Vols football coach Jeremy Pruitt: 'We've got to believe in each other'

First-year Tennessee football coach Jeremy Pruitt want his players to work on building trust this summer, before the challenges of preseason practices and the season arrive.
First-year Tennessee football coach Jeremy Pruitt want his players to work on building trust this summer, before the challenges of preseason practices and the season arrive.

KNOXVILLE - As Jeremy Pruitt surveys the looming challenges of his first season as Tennessee's football coach, he is keeping his top priority simple this summer.

"The most important thing is we've got to create a team," Pruitt said Wednesday on Erik Ainge's radio show in Knoxville.

The Volunteers start preseason camp in less than two months and will open the season Sept. 4 against West Virginia in Charlotte, North Carolina. During a Wednesday appearance on "The Swain Event," Pruitt estimated Tennessee will have 27 to 30 players participating in preseason camp who were not with the team during its 15 spring practices.

photo First-year Tennessee football coach Jeremy Pruitt want his players to work on building trust this summer, before the challenges of preseason practices and the season arrive.

So while Pruitt said Wednesday he likes the players on his team and believes they are working hard, he also sees "lots of unknowns."

"It's going to be a challenge for the coaching staff and the players to kind of create a team atmosphere," Pruitt said on "The Swain Event."

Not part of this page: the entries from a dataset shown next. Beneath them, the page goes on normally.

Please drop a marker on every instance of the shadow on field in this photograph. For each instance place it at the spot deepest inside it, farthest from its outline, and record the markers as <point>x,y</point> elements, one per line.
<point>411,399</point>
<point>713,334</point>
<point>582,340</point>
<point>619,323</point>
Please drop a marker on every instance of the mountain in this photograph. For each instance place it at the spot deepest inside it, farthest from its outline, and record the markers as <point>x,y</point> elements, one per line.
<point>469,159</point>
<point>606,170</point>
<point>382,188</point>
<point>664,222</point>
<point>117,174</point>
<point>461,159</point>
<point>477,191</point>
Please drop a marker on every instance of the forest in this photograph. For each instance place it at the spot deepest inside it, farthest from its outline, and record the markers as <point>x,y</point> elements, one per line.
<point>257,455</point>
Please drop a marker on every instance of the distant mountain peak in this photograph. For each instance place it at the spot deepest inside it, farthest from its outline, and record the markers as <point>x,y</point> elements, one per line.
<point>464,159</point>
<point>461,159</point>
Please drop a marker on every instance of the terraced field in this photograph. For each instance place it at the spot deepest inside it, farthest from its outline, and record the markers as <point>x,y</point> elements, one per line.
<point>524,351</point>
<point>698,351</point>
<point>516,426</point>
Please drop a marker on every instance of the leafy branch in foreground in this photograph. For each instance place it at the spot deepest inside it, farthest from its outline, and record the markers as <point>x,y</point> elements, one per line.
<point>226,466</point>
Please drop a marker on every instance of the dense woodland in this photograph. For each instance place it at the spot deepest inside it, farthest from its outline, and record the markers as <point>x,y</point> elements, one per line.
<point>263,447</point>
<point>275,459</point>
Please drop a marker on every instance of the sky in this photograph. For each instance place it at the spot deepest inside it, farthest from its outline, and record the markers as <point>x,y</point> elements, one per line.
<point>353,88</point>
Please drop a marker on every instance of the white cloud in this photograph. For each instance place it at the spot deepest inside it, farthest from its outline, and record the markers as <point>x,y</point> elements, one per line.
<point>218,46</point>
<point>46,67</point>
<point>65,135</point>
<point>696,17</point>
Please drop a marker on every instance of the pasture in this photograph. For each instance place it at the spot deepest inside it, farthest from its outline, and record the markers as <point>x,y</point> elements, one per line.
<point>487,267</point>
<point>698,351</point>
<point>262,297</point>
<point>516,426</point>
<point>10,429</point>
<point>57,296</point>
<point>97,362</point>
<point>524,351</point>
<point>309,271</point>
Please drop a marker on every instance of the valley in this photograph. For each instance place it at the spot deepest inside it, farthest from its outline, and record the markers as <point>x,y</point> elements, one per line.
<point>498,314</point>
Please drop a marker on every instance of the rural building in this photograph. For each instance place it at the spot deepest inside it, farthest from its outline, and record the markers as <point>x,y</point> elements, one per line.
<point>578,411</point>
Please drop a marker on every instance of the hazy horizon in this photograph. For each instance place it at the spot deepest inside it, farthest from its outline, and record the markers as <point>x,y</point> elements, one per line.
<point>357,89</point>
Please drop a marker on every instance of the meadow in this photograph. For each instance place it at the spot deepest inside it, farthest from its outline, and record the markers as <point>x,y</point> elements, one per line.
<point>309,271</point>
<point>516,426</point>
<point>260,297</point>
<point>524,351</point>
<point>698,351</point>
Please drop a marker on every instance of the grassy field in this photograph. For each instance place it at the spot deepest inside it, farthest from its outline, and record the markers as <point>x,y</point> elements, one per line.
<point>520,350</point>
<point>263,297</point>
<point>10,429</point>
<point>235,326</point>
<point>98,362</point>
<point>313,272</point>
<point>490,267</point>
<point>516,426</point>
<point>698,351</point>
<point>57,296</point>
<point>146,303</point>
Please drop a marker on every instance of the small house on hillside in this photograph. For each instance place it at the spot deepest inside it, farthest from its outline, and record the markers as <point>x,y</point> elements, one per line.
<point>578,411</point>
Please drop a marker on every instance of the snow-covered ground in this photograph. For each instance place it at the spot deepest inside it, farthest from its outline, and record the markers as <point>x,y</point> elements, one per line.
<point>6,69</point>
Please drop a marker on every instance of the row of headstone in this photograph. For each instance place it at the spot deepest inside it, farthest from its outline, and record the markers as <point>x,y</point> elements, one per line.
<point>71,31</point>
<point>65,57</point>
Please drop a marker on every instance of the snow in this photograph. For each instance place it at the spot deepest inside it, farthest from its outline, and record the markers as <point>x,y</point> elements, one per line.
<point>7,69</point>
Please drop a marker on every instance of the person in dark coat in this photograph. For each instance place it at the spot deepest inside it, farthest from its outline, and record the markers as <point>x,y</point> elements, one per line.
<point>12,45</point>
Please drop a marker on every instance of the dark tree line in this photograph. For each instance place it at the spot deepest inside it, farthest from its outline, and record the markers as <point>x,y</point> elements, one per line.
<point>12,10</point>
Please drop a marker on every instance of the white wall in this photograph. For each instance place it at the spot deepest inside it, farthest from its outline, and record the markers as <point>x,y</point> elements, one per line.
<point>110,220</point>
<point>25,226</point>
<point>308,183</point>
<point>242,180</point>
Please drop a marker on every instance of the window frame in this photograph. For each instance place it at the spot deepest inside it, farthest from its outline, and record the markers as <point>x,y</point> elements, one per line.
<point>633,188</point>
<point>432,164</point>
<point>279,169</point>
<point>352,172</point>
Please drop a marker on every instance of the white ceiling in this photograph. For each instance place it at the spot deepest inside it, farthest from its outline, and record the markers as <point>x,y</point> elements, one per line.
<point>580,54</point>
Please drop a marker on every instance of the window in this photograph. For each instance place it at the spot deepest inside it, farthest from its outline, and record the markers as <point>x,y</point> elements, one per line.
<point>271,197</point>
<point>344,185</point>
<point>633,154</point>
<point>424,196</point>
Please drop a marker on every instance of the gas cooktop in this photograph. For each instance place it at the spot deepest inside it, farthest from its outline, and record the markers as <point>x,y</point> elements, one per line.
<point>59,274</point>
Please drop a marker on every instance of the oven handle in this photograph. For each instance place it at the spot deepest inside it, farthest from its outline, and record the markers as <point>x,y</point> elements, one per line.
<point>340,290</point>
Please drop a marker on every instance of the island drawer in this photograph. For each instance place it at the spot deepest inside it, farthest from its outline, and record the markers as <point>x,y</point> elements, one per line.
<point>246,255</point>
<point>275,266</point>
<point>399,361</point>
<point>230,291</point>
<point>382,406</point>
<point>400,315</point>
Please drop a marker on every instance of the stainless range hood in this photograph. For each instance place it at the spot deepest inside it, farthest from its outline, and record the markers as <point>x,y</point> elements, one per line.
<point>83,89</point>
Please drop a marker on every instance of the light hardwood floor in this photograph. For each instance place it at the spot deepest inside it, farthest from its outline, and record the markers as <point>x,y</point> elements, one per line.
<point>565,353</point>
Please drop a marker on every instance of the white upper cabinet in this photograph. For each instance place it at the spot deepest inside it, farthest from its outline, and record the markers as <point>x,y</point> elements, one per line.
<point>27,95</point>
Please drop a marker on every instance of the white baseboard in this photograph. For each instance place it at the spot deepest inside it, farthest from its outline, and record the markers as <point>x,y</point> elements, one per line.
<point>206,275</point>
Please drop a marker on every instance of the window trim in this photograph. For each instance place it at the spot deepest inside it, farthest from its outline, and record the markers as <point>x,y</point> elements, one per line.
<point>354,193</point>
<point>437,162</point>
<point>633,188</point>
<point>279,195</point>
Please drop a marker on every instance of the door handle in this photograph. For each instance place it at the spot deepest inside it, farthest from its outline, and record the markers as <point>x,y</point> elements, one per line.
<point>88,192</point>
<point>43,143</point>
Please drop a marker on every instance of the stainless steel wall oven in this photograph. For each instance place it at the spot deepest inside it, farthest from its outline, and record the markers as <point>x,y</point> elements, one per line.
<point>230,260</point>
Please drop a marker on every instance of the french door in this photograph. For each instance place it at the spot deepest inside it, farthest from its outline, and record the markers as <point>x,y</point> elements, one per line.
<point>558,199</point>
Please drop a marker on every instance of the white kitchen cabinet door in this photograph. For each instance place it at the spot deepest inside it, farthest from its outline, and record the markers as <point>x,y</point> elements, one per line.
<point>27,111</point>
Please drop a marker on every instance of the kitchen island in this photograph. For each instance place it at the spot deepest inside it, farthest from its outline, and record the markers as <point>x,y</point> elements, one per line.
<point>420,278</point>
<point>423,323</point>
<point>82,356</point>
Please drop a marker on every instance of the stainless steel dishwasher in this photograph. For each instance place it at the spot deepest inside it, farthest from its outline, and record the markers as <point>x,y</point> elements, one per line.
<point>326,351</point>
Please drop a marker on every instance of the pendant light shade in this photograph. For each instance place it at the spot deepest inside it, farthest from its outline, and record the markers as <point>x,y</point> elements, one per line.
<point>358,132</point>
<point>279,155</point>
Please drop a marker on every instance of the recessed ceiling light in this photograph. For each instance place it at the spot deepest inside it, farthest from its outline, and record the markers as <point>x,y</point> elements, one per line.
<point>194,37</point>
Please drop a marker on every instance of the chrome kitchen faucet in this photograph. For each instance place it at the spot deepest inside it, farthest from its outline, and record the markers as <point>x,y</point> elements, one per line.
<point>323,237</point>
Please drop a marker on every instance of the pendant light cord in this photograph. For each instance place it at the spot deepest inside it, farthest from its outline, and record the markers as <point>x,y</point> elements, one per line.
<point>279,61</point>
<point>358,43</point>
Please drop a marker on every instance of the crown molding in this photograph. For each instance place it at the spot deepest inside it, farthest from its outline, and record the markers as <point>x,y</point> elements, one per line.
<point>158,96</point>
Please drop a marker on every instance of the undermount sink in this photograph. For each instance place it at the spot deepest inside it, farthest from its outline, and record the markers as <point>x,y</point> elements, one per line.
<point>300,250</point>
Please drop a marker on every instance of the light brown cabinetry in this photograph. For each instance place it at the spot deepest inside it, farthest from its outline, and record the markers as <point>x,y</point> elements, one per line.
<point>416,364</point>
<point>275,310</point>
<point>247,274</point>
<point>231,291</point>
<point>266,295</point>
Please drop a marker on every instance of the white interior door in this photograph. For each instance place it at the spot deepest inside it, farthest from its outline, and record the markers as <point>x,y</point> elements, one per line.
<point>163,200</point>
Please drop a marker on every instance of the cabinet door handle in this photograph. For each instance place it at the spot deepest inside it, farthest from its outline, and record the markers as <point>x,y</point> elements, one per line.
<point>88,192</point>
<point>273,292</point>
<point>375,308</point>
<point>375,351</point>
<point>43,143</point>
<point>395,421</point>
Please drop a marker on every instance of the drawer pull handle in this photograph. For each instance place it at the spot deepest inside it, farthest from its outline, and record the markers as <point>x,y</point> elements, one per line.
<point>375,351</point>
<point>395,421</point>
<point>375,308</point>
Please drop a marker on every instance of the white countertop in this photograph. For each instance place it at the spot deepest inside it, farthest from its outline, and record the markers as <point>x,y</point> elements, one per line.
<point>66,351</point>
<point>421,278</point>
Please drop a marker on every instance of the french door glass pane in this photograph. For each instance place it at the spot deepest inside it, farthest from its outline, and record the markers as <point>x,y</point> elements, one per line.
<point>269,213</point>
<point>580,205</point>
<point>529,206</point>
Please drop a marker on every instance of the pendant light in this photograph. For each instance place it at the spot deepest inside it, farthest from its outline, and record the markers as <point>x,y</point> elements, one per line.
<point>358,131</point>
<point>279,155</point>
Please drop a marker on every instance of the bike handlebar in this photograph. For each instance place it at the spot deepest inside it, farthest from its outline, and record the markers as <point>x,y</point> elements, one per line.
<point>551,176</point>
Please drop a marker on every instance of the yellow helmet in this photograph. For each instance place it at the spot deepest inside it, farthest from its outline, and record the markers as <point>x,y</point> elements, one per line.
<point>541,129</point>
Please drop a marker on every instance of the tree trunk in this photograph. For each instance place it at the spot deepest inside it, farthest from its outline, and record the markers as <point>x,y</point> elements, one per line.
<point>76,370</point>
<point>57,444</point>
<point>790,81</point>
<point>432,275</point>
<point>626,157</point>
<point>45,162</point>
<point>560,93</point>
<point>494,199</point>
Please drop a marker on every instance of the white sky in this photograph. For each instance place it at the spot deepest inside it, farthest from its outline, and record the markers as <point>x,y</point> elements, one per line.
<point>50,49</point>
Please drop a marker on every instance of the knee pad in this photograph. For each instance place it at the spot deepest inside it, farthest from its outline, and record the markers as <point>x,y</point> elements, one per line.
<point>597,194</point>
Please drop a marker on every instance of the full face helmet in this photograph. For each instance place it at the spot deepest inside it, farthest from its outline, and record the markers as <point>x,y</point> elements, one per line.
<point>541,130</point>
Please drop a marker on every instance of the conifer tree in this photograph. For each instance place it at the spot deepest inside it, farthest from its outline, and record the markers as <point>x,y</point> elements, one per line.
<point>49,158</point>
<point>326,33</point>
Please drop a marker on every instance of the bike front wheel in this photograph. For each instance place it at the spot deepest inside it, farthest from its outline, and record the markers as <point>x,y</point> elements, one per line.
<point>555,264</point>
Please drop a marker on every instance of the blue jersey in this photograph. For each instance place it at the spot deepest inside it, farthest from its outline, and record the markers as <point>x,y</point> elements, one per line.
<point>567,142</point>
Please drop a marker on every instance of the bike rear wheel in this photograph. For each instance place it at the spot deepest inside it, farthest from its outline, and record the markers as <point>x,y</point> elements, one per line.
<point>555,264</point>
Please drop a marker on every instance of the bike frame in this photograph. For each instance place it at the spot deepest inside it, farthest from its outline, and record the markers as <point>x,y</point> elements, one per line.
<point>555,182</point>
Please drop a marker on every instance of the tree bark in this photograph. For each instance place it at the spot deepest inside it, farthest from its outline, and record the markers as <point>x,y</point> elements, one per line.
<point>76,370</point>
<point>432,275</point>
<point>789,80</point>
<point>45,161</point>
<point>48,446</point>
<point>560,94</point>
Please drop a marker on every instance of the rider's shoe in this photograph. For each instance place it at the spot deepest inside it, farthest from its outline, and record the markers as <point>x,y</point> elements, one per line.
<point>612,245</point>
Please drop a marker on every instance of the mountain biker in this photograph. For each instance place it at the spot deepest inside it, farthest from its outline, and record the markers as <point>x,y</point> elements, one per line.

That's one reason he launched a weekly series on team building as part of the eight hours per week the coaching staff is allowed to spend with players during eight weeks of summer school. Defensive coordinator Kevin Sherrer led a session this week and showed footage of Dallas Cowboys coach Jason Garrett praising former Tennessee tight end Jason Witten's team-first mentality during Witten's recent retirement announcement.

"What we've got to do from this point forward, is we've got to do everything we can to pull together and become the team that we can be," Sherrer tells Tennessee's football team in footage of the meeting released by the athletic department.

Pruitt has identified five types of players on his roster: returning players who participated in spring practices, returning players who did not participate in spring practices, junior college transfers, graduate transfers and true freshmen.

The path from an 0-8 Southeastern Conference record in 2017 to respectability under a first-time head coach who brought in an entirely new staff of assistants begins with learning everyone's name.

"A lot of guys, when you sit in a room, they don't know each other," Pruitt said on "The Erik Ainge Show." "We've got to get to know each other. We've got to be able to call upon each other. We've got to believe in each other. It's going to be important that we create a team, a one-ness. I feel like if we can do that, that will help us tremendously this fall."

Another avenue for summer team bonding will come through seven-on-seven passing drills. Coaches are not allowed to lead or organize such activities, but Tennessee's players are expected to participate.

Last offseason was the first under former Vols coach Butch Jones in which he allowed players to participate in the drills. Previously, Jones cited the potential for injuries as a reason why players were discouraged from taking part.

Pruitt told "The Swain Event" that "we're not concerned about getting hurt."

"Everybody, I think, that wants to develop as a football player, there's only one way you can do it," Pruitt said. "That's to go out there and work the skill set that it takes for you to have success."